Due to the modular design of the Particle device OS application code can only access functions for which a dynamic link is made available.
If you want to use anything beyond that you’d need to create a monolithic build where all system parts and the application are unified in one binary file.

I would have suggested the build task
Particle: Compile application & DeviceOS for debug (local)
but that seems to have disappeared

Okay thanks. There are two parts, system and user. There is a compile-debug option and flash-debug in the makefile FWIW.
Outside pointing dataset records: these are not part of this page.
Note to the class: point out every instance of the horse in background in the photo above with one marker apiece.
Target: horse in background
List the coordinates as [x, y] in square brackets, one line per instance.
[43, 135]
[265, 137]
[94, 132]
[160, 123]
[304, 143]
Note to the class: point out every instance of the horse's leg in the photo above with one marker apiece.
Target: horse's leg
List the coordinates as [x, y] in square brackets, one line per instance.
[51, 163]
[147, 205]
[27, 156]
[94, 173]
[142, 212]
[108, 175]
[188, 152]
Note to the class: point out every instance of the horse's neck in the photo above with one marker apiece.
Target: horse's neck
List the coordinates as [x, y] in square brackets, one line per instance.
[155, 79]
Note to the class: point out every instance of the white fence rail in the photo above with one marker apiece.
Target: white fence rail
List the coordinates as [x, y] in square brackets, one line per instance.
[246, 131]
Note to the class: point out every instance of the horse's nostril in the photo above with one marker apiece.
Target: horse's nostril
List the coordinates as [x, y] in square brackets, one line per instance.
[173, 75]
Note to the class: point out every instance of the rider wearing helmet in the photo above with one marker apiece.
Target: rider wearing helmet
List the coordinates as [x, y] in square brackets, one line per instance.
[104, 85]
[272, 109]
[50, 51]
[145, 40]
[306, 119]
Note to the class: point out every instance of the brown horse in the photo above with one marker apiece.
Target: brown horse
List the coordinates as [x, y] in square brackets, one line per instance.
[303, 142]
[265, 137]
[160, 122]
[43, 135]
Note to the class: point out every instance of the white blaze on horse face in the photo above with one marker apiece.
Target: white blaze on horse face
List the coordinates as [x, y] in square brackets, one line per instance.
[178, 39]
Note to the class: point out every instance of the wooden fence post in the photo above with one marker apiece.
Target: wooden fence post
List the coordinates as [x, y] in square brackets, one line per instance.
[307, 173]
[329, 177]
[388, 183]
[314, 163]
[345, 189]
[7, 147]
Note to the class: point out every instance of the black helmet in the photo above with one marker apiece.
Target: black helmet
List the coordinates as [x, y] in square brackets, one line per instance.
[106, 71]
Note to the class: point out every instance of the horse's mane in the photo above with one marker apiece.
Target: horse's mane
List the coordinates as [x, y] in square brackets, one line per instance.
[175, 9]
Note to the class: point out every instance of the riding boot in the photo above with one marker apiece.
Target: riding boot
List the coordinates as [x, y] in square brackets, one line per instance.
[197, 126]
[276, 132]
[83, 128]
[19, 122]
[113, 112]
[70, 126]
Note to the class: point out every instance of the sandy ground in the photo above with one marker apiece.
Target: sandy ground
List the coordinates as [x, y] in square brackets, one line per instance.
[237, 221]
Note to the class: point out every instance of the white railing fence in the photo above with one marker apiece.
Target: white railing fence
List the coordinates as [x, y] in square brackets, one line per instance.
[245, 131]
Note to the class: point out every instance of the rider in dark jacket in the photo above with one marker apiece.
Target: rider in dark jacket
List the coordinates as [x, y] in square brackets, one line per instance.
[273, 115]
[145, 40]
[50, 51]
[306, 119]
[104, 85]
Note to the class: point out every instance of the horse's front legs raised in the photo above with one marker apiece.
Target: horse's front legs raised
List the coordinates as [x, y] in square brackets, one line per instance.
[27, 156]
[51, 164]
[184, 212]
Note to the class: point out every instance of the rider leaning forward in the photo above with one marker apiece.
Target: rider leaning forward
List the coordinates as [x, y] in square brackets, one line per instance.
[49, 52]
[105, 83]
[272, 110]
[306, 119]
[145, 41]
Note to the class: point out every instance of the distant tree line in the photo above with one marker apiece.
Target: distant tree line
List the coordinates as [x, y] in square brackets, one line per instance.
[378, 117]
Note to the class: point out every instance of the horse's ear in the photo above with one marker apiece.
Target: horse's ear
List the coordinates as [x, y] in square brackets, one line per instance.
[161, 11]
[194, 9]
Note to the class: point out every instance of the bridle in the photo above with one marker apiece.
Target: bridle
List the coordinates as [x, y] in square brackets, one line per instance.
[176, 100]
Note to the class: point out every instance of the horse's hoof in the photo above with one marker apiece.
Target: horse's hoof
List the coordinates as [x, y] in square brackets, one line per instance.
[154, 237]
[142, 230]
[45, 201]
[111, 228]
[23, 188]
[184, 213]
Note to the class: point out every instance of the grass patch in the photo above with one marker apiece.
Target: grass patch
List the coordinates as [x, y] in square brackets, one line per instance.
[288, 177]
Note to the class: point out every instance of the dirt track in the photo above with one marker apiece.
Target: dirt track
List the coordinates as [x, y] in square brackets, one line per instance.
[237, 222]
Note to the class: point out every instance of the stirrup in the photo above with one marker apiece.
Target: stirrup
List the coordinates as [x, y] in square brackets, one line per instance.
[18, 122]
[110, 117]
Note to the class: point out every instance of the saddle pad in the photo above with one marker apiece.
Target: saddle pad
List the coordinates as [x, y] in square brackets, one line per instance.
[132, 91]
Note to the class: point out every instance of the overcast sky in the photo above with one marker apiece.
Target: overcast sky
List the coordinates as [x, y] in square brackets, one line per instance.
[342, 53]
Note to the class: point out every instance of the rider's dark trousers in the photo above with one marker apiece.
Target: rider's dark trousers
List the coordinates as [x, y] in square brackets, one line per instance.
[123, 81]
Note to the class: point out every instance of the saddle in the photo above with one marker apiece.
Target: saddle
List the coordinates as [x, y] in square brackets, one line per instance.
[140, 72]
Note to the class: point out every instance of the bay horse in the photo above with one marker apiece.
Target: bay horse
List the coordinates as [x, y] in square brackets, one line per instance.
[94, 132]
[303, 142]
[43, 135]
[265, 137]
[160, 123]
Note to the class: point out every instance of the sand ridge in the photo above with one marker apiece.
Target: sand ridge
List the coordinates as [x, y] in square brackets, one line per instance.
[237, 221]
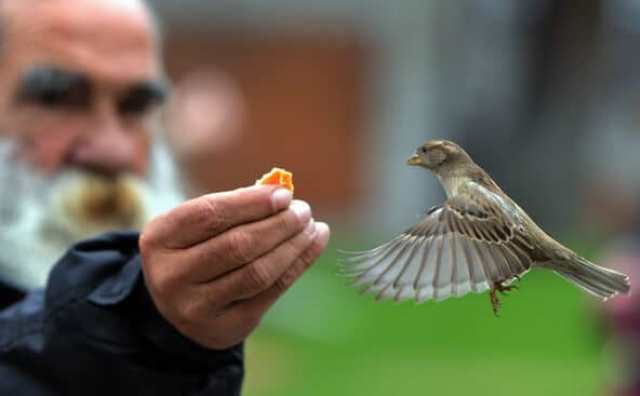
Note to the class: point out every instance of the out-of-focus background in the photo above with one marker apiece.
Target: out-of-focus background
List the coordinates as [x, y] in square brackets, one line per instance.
[544, 94]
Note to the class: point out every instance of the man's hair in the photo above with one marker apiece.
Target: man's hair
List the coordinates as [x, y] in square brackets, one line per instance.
[153, 13]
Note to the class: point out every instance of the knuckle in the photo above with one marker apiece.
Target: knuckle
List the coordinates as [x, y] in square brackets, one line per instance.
[258, 277]
[287, 279]
[213, 211]
[240, 246]
[162, 282]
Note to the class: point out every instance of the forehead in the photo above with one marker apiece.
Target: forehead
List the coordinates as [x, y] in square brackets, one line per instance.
[110, 42]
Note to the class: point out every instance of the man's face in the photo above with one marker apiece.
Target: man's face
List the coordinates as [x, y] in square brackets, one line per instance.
[80, 82]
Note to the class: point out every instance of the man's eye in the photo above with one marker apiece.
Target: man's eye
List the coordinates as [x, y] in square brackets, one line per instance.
[135, 105]
[141, 99]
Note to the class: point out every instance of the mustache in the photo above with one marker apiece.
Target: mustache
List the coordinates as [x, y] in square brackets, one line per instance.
[84, 203]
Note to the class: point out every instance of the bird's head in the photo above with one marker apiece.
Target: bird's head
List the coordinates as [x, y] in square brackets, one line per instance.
[438, 155]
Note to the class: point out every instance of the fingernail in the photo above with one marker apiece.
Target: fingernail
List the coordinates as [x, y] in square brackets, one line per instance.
[322, 233]
[302, 211]
[311, 228]
[281, 198]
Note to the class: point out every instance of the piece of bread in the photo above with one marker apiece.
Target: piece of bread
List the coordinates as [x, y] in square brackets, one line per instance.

But can’t the modification be done in the OS then, and modular build work? That get/send_iovar is pretty much all I can think to do. The commands appear to be in wwd_sdpcm.h. But if it were this easy, it seems like you would have done it.

Doug

Since SoftAP was not intended for any highly secure data exchange Particle (I'm not an employee) has never really invested more time into that feature than was necessary for the original intent: setting up the WiFi creds (plus some (optional) one-time parametrisation).
That also manifests in the fact that SoftAP is only available via Listening Mode (aka Setup Mode).

Thanks again.

I got a variation of the iovar approach above working.
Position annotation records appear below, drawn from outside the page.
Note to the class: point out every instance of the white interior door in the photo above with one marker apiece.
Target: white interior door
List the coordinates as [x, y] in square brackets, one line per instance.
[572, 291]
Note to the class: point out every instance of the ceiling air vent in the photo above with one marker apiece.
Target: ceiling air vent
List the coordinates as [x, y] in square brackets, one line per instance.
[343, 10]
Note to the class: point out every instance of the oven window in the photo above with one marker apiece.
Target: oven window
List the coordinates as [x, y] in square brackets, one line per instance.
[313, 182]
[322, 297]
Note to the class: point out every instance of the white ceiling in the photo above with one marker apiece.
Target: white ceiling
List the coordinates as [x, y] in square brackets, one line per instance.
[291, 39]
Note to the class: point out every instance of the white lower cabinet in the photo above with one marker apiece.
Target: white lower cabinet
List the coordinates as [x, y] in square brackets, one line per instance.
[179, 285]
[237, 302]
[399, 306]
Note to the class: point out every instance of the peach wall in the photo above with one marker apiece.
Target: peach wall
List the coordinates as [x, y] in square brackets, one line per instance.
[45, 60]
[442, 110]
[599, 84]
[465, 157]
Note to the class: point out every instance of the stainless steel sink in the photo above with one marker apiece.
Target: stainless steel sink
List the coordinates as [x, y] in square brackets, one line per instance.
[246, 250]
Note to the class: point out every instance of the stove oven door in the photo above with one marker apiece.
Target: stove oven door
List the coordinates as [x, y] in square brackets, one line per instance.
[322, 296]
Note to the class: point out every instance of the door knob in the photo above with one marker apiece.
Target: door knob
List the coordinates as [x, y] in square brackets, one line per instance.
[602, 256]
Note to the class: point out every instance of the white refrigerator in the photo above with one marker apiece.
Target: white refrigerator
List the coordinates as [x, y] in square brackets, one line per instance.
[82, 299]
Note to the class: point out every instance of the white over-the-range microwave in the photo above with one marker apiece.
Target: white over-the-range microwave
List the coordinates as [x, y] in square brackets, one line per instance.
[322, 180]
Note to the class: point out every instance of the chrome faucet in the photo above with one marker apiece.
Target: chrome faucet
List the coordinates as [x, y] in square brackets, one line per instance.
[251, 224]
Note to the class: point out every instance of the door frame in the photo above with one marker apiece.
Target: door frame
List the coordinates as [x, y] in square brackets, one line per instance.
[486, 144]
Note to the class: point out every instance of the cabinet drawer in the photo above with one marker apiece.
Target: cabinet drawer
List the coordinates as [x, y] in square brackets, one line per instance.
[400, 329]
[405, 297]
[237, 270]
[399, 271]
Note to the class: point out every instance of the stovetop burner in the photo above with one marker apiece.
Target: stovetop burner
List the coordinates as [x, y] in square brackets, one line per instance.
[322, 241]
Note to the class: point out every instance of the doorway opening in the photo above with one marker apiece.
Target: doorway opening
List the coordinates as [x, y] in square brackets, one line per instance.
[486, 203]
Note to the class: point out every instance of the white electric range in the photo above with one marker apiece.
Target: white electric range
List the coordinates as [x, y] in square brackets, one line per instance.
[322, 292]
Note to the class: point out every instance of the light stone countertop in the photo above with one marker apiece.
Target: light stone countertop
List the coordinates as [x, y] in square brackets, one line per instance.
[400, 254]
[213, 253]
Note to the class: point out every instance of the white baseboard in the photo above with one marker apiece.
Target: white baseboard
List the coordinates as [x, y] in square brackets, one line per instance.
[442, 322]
I happen to be modifying deviceOS version 1.2.1.

I used the #define WICED_DISABLE_SSID_BROADCAST in wiced_defaults.h to test it. (It appears the problem with that define is that it is used by wwd_ap.c, but that code has been pre compiled for the Workbench distribution, so changing the define after the fact doesn’t do anything.)
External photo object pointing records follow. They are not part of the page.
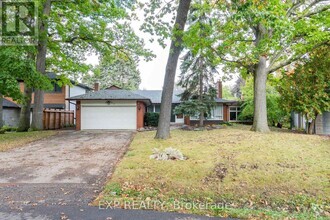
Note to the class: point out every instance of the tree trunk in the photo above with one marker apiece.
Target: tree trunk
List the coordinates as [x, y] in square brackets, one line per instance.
[163, 130]
[25, 115]
[260, 123]
[1, 111]
[37, 115]
[201, 115]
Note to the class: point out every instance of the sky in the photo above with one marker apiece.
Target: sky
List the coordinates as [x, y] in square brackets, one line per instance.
[152, 72]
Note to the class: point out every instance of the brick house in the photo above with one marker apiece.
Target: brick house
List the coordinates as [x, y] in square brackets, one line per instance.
[115, 108]
[54, 99]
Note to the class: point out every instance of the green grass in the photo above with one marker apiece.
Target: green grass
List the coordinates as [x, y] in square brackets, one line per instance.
[12, 140]
[274, 175]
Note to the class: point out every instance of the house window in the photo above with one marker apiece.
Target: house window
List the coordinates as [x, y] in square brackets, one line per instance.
[234, 112]
[216, 113]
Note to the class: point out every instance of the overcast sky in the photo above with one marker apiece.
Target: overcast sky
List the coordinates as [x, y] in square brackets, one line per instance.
[152, 72]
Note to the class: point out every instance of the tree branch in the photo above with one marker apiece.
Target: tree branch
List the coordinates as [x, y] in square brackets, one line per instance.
[293, 59]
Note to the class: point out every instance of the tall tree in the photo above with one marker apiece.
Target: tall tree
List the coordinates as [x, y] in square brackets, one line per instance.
[16, 63]
[1, 110]
[37, 115]
[306, 88]
[70, 30]
[121, 72]
[260, 37]
[163, 130]
[276, 114]
[198, 68]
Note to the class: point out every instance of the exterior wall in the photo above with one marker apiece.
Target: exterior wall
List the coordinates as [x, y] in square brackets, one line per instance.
[156, 108]
[11, 116]
[141, 109]
[322, 124]
[82, 111]
[74, 91]
[53, 97]
[78, 115]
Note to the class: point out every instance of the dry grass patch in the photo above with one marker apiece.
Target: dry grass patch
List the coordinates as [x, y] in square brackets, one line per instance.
[12, 140]
[277, 174]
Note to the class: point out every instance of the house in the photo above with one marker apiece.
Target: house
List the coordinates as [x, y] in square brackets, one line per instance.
[11, 112]
[110, 109]
[115, 108]
[322, 123]
[54, 99]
I added the following code (taken from wwd_ap.c elsewhere) to softap.cpp:

#include "wwd_sdpcm.h"
#include "wwd_wlioctl.h"
#include "wwd_ap_common.h"
#include "rtos.h"
#include "wwd_rtos_interface.h"

static host_semaphore_type_t wwd_wifi_sleep_flag;

wwd_result_t disable_ssid_broadcast()
{
    wiced_buffer_t buffer;
    uint32_t*      data;

	/* Make the AP "hidden" */
	data = (uint32_t*) wwd_sdpcm_get_iovar_buffer( &buffer, (uint16_t) 4, IOVAR_STR_CLOSEDNET );
	CHECK_IOCTL_BUFFER_WITH_SEMAPHORE( data, &wwd_wifi_sleep_flag );
	data[0] = (uint32_t) 1;
	CHECK_RETURN_WITH_SEMAPHORE( wwd_sdpcm_send_iovar( SDPCM_SET, buffer, 0, WWD_AP_INTERFACE ), &wwd_wifi_sleep_flag );
	return WWD_SUCCESS;
}

I added this to softap.h:

#include "wwd_constants.h"  // for wwd_result_t

wwd_result_t disable_ssid_broadcast();

and I added the define to wlan_smart_config_init() in wlan_hal.cpp (which seemed like a good place to call the function):

void wlan_smart_config_init()
{
    wifi_creds_changed = false;
    if (!current_softap_handle)
    {
        softap_config config;
        config.softap_complete = HAL_WLAN_notify_simple_config_done;
        wlan_disconnect_now();
        wlan_restart(NULL);
        current_softap_handle = softap_start(&config);
        /* FIXME: particle-iot/photon-wiced#29 */
		#ifdef WICED_DISABLE_SSID_BROADCAST
		     disable_ssid_broadcast();
		#endif
        netif_set_default(wiced_ip_handle[WICED_AP_INTERFACE]);
    }
}

I have not tried calling iovar methods to turn it back on, not sure it is possible, but that’s next.

Okay I added a new option to the hal_system_config_t enum called SYSTEM_CONFIG_SOFTAP_DISABLE_BROADCAST.

So now I can call this from within the ino in Workbench:
System.set(SYSTEM_CONFIG_SOFTAP_DISABLE_BROADCAST,"1");
or
System.set(SYSTEM_CONFIG_SOFTAP_DISABLE_BROADCAST,"0");

List of files altered:
core_hal.h
ota_flash_hal.cpp
ota_flash_hal_stm32f2xx.cpp
softap.cpp
softap.h
wlan_hal.cpp

I have submitted an enhancement request here in case anyone is interested in getting this added (assuming it is acceptable.)